Note that we don't actually need to write so many bytes. Since the target pointer already has the value 0x40101b, we just need to overwrite the first 2 bytes of the pointer value. (This sort of tweaking is often important if the input string can't have embedded binary nul chars.)

1 2 3 4 5 6 7 8
4a 0f -1

(Try this in NetRun now!)

In a real program, we usually don't get a nice clear printout with the address of vulnerable functions, but an attacker can still extract this data with a debugger (if an identical system is available), or by just exhaustively trying addresses until they find something useful.

This example has a clear and obvious in-memory relationship between the vulnerable buffer overrun (opcodes) and a function pointer (run). It's often not that simple. For example, if there was a bug allowing access beyond the end of the actuators or sensors array, we'd need to skip over or overwrite the opcodes array on our way to trashing the run function pointer. We might even have to carefully overwrite opcodes with *working* opcodes, so the code keeps running long enough for it to call the run function.

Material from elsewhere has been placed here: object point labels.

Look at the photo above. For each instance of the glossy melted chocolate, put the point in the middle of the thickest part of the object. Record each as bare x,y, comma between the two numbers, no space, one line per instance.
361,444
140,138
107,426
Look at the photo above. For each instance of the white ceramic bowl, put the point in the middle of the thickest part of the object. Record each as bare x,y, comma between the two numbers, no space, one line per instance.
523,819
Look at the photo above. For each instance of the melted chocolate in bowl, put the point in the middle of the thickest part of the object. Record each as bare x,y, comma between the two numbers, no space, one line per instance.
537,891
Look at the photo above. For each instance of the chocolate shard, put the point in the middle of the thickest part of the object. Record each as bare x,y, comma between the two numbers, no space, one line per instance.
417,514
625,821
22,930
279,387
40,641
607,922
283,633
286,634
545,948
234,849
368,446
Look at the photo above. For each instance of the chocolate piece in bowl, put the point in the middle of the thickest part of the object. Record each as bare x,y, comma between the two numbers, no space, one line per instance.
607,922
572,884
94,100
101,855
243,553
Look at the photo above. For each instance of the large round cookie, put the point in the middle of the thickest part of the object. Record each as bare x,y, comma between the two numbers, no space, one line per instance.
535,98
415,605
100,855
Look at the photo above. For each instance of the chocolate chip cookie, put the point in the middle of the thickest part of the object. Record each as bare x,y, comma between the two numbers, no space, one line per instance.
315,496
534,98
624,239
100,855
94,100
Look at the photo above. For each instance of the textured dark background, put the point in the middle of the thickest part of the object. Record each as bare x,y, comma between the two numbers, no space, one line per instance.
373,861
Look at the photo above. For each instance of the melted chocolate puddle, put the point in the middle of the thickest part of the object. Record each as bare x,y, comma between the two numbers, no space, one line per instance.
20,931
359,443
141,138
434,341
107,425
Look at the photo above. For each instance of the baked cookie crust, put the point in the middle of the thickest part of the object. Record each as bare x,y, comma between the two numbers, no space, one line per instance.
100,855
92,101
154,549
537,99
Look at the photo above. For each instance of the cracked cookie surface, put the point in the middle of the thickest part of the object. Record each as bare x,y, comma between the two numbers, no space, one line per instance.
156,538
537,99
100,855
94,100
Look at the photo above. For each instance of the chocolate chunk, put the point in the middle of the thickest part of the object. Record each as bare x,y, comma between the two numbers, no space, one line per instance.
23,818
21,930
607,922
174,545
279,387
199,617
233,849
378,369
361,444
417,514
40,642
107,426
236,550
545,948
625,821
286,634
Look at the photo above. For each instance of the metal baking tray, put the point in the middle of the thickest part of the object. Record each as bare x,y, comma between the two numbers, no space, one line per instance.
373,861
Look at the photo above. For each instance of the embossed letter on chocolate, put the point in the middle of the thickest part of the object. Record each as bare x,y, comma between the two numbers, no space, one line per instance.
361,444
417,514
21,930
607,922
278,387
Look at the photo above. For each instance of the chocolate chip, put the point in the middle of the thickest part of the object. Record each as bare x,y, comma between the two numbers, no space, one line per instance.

In general, for a memory manipulation attack to be feasible, you just need two things:

A manipulatable location in memory that affects the execution of the program. For example, a function pointer, a class with virtual functions vtable pointer, a function return address on the stack (stack smashing), an authentication code, etc.
Some attacker-controlled way to manipulate that location in memory. This can be simple and direct, as with many buffer overrun bugs; or highly contingent and probabilistic, like use-after-free or uninitialized data bugs.

C++ vtable / vptr Overwrite

Many big programs like web browsers and word processors are written in C++. Unlike plain C, it's rare to have structs with pointers to functions, instead C++ uses classes with virtual methods. But the same sort of direct memory manipulation attacks can target the virtual function table (vtable). Here we're overwriting the vtable itself, a more common attack targets the vtable pointer stored in each class.

class parent { public:
	virtual void print(void) { puts("parent print method: Yes, walter."); }
	virtual void exit(void) { puts("parent exit method: I'm done."); }
};

class child : public parent { public:
	virtual void print(void) { puts("child print method: Sup?"); }
	virtual void exit(void) { puts("child exit method: out"); }
};

// There's one vtable (virtual function table)
//   for each class--all parents point to the same parent vtable;
//   all children point to the same child vtable.
struct vtable {
	void *fun[10];
};
// Any class that has virtual methods has a vtable pointer, 
//   often a hidden first field in the class.
struct class_with_vtable {
	vtable *vt;
};

#include <sys/mman.h>

long foo(void)
{
	parent *p=new child;
	
	// Manually extract the child vtable pointer:
	vtable *v=((class_with_vtable *)p)->vt;
	
	printf("child instance contents: ");
	dump_hex(p,sizeof(child)*8);
	printf("vtable contents: ");
	dump_hex(v,sizeof(void *)*8*4);
	
	// Get read/write access to everything (otherwise writing to vtable segfaults)
	mprotect((void *)0x400000,1000*1000,PROT_READ|PROT_WRITE|PROT_EXEC);
	printf("Modifying the vtable\n");
	// Modify the child's vtable to exit when it calls print:
	v->fun[0]=(void *)0x4010d8; 
	printf("Modified the vtable, running virtual method:\n");
	
	p->print();
	return sizeof(child);
}

(Try this in NetRun now!)

Real-world Examples

libpng 2015 bug with technical description.

Android libstagefright 2015 bug.

Over the years, there have been a variety of security-relevant bugs in libpng and libjpeg.

Because you often receive png or jpeg images over the network (for example, in a browser via a banner ad, in an email program via an attachment, on a wordpress server from a user icon upload) most of these are network-exploitable. (Related: ImageTragick)